# Vente ipad 3 mini 64 Go gagné - facture ?



## Missbeya (26 Novembre 2014)

Bonjour 
j'ai gagné un ipad mini 3 64 Go il y a une semaine à un concours facebook. Je veux le vendre car j'en ai déjà un.
Comment faire pour la facture ? car je ne l'ai pas. Faut-il demander à l'organisateur du concours ? 

merci de vos idées
Béatrice


----------



## Bruno de Malaisie (26 Novembre 2014)

Peut être prouver que tu l'as effectivement gagné. Je ne sais pas trop en fait. Je ne gagne pas souvent aux jeux


Sent from my iPad using Forums iGeneration


----------



## Jura39 (26 Novembre 2014)

Missbeya a dit:


> Bonjour
> j'ai gagné un ipad mini 3 64 Go il y a une semaine à un concours facebook. Je veux le vendre car j'en ai déjà un.
> Comment faire pour la facture ? car je ne l'ai pas. Faut-il demander à l'organisateur du concours ?
> 
> ...



Oui a l'organisateur du concours sinon vend le tiens et garde celui la


----------



## Missbeya (26 Novembre 2014)

Bonjour,
Merci pour ta réponse rapide. Oui en effet j'ai un papier A4 avec le logo de la boite et un texte disant "bravo tu as gagné ..... en participant à notre jeu". Rien d'autre. C'est délicat de demander la facture à la boite ? ou alors je ne dis pas que je vends mais que c'est au cas où ?

---------- Nouveau message ajouté à 13h16 ---------- Le message précédent a été envoyé à 13h13 ----------

Jura39200. Merci je vais contacter l'organisateur et sinon je garde celui là et je vends le mien qui est un 2 mini de 32 Go alors que là c'est un 3 de 64 Go.
Merci à vous deux pour vos réponses.
Bonne journée


----------



## Twister59 (26 Novembre 2014)

Je pense qu'ils sont obliger de fournir la facture sinon comment tu fait si il a un problème ou bien juste pour prouver qu'il est acheter et non "tomber" du camion


----------



## Missbeya (26 Novembre 2014)

Tiwster59 : très juste. Je viens d'envoyer un mail. je vais voir


----------



## Jura39 (26 Novembre 2014)

et la facture peux être utile pour la garantie


----------



## mistake (30 Novembre 2014)

jura39200 a dit:


> et la facture peux être utile pour la garantie




Je ne pense pas que la garantie pose problème sans facture.
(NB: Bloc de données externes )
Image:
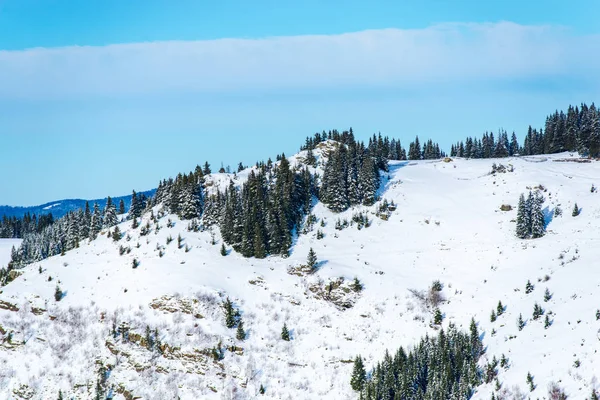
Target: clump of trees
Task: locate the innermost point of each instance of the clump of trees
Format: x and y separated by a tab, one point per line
441	367
530	217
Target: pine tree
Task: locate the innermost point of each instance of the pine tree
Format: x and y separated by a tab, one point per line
576	210
529	287
520	322
538	228
547	295
240	333
522	220
229	313
311	259
116	235
500	309
359	376
58	293
530	382
285	333
538	311
368	182
110	214
96	222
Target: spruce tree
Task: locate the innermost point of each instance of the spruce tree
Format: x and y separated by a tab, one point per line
359	376
538	228
311	259
500	309
96	222
229	313
240	333
110	214
520	322
576	210
285	333
522	227
58	293
547	295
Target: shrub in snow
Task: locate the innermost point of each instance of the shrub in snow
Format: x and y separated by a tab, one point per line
58	293
359	375
285	333
530	382
529	287
520	322
547	322
555	392
311	259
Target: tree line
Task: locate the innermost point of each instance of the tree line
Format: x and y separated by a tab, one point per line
441	367
576	130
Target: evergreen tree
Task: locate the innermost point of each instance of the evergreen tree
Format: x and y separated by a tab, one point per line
538	311
576	210
229	313
538	227
285	333
110	214
240	333
58	293
530	382
522	226
96	222
359	376
368	182
311	259
520	322
116	235
500	309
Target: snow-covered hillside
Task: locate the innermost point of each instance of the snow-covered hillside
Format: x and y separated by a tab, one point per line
448	226
6	246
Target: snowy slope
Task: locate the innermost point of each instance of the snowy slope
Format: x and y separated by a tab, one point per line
448	226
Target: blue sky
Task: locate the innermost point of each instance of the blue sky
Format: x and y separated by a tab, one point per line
101	97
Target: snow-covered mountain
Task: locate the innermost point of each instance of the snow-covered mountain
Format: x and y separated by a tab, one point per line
453	222
59	208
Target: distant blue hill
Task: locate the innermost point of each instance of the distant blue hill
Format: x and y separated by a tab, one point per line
61	207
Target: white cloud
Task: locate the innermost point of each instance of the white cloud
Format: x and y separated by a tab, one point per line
392	57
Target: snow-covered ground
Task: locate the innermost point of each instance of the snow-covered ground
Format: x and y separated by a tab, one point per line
448	226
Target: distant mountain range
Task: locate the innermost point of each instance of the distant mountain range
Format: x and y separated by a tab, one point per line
59	208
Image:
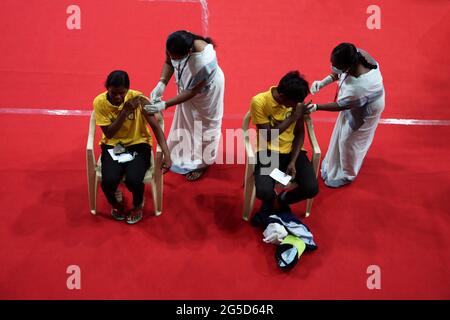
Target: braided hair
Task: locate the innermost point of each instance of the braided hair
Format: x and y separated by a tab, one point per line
180	42
346	54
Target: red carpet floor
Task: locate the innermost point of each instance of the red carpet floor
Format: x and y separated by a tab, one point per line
395	215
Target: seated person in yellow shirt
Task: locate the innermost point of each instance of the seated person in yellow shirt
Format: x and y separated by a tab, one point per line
119	113
281	108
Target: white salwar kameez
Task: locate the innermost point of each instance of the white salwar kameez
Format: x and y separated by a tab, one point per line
355	128
196	128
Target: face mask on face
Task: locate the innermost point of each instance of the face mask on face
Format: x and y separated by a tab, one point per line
179	63
336	70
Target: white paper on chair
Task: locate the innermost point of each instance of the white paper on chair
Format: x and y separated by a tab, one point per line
280	176
124	157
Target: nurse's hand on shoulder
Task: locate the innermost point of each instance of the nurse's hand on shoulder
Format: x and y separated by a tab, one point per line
130	105
155	107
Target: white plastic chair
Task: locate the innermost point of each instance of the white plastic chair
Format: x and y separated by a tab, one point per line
153	176
250	161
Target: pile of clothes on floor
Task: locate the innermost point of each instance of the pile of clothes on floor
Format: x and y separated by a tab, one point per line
288	233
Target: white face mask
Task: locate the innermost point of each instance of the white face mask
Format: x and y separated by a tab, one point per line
336	70
179	63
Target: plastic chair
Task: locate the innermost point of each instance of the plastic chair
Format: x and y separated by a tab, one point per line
250	161
153	176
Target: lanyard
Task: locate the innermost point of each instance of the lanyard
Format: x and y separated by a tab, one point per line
180	72
339	88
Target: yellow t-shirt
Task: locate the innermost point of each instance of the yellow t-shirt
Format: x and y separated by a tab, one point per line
134	129
265	110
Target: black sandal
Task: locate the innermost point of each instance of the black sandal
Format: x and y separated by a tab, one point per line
195	175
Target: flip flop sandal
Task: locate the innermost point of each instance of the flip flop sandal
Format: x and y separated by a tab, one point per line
117	215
Les produits Apple sont tracés à partir de leur numéro de série. 
J'ai déjà envoyé 3 produits Apple en SAV et la facture ne m'a jamais été demandée. 
Mais c'est sur que pour une revente il est préférable d'avoir la facture afin de rassurer l'acheteur...


----------



## cillab (30 Novembre 2014)

jura39200 a dit:


> et la facture peux être utile pour la garantie





 quelle chance j'ais ganer un tv  chez AFIBEL  j'ais la phocopie du gain 
cela fait deux ans cela m'inquiete ,la garantie va étres obsoléte 
j'ais pas encore le poste,mais je voudrais vendre mon reçu
cela peut t'il poser un probléme  c'est la saison des affaires ,bientot Noêl


----------



## flotow (30 Novembre 2014)

J'avais gagné un iPhone 3GS sur twitter, je n'ai jamais reçu de facture.
De toute façon, il est tombé en panne bien après la fin de la garantie donc je ne me suis jamais posé la question


----------



## Jura39 (30 Novembre 2014)




----------



## iAssist (9 Décembre 2014)

mistake a dit:


> Je ne pense pas que la garantie pose problème sans facture. Les produits Apple sont tracés à partir de leur numéro de série.
> J'ai déjà envoyé 3 produits Apple en SAV et la facture ne m'a jamais été demandée.
> Mais c'est sur que pour une revente il est préférable d'avoir la facture afin de rassurer l'acheteur...



Je confirme inutile de posséder physiquement la facture, la garantie Apple se fait uniquement grâce au numéro de série.


----------



## cillab (9 Décembre 2014)

iAssist a dit:


> Je confirme inutile de posséder physiquement la facture, la garantie Apple se fait uniquement grâce au numéro de série.





 je comfirme ,mais j'aime bien avoir mon tiquet de caisse ou ma FACTURE


----------



## Jura39 (9 Décembre 2014)

cillab a dit:


> je comfirme ,mais j'aime bien avoir mon tiquet de caisse ou ma FACTURE



Je plussoie


----------